En Mars le sous-lieutenant Garros est prêt à repartir en chasse. L’occasion se présente le 1er avril dans l’après-midi. Vers 15 h il est parti en mission de bombardement à 1500 m dans le secteur de Fumes en Belgique lorsqu’il aperçoit un Aviatik, avion allemand se dirigeant vers La Panne. il remonte à son altitude et essaie de lui couper la route. La défense anti-aérienne alliée, oblige l’ennemi à se rebrousser chemin, Un Voisin l’a pris en chasse mais ne peut le rattraper. Garros amène son MS à 30 m derrière l’Aviatik et commence à tirer les 24 cartouches d’un premier chargeur. Le pilote Allemand, le caporal August Spachholz, tente de s’échapper en piquant, tandis que son observateur, le lieutenant Walter Grosskopf riposte à la carabine. Garros recharge sa mitrailleuse une seconde puis une troisième fois. Les deux avions ont perdu plus de 1000 m quand une flamme s’échappe de l’Aviatik qui part en vrille jusqu’au sol.

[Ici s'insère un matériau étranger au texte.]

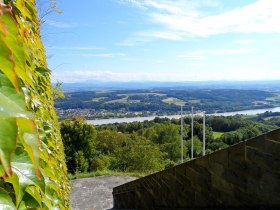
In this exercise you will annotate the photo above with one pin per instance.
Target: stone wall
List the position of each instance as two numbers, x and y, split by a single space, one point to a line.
243 176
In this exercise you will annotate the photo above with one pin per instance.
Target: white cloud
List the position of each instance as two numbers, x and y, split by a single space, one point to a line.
105 55
184 19
231 73
245 41
200 54
77 48
58 24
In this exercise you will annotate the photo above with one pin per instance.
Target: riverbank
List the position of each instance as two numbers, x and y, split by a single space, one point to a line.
142 119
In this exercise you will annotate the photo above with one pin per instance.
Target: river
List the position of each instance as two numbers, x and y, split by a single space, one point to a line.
142 119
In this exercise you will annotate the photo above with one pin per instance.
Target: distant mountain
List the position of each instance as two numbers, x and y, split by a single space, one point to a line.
110 85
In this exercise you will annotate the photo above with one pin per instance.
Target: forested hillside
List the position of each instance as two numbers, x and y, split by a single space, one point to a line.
145 102
149 146
32 168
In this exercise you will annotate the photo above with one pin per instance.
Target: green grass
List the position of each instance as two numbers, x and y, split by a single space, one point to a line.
274 98
269 118
175 101
249 117
122 101
141 94
217 134
105 173
194 101
98 99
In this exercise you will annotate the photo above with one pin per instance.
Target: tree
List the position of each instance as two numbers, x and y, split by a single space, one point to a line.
32 163
79 142
168 137
140 155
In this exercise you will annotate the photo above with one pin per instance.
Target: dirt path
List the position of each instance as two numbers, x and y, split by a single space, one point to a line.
95 193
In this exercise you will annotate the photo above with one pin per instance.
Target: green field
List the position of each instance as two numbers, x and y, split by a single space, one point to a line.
194 101
142 94
98 99
175 101
122 100
274 98
217 134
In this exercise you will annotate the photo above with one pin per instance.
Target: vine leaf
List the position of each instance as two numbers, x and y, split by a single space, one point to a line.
6 202
30 137
24 176
8 136
9 107
14 65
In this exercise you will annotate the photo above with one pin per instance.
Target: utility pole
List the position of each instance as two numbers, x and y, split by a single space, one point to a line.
192 136
204 130
182 135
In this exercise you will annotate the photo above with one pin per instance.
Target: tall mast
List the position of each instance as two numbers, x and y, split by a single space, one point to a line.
182 135
192 135
204 130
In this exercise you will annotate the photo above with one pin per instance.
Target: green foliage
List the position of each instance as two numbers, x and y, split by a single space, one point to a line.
32 168
167 136
140 155
79 140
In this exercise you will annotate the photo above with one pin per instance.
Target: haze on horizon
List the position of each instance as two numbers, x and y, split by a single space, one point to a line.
164 40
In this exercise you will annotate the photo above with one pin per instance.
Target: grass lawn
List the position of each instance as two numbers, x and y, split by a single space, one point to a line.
217 134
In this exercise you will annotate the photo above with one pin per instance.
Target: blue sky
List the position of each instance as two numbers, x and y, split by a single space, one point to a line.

Comme l’avion est tombé tout près de la ligne de front, le combat a été suivi par les combattants des deux camps depuis les tranchées.
Si Roland est satisfait d’avoir atteint son objectif, il ne peut s’empêcher d’avoir une pensée pour ses adversaires » ce fut horriblement tragique. » Dans le courant du mois d’avril il a va remporter deux nouvelles victoires à bord de son « Parasol » avant d’être obligé de poser en catastrophe au retour d’une mission de bombardement qui lui valut trois ans de captivité. L’avion, qu’il n’avait pu incendier, va inspirer Anthony Fokker pour mettre au point son propre système de tir à travers l »hélice. Et dès juillet 1915 les redoutables Eindecker vont semer la terreur au-dessus du front. La lutte pour la maitrise du ciel était engagée…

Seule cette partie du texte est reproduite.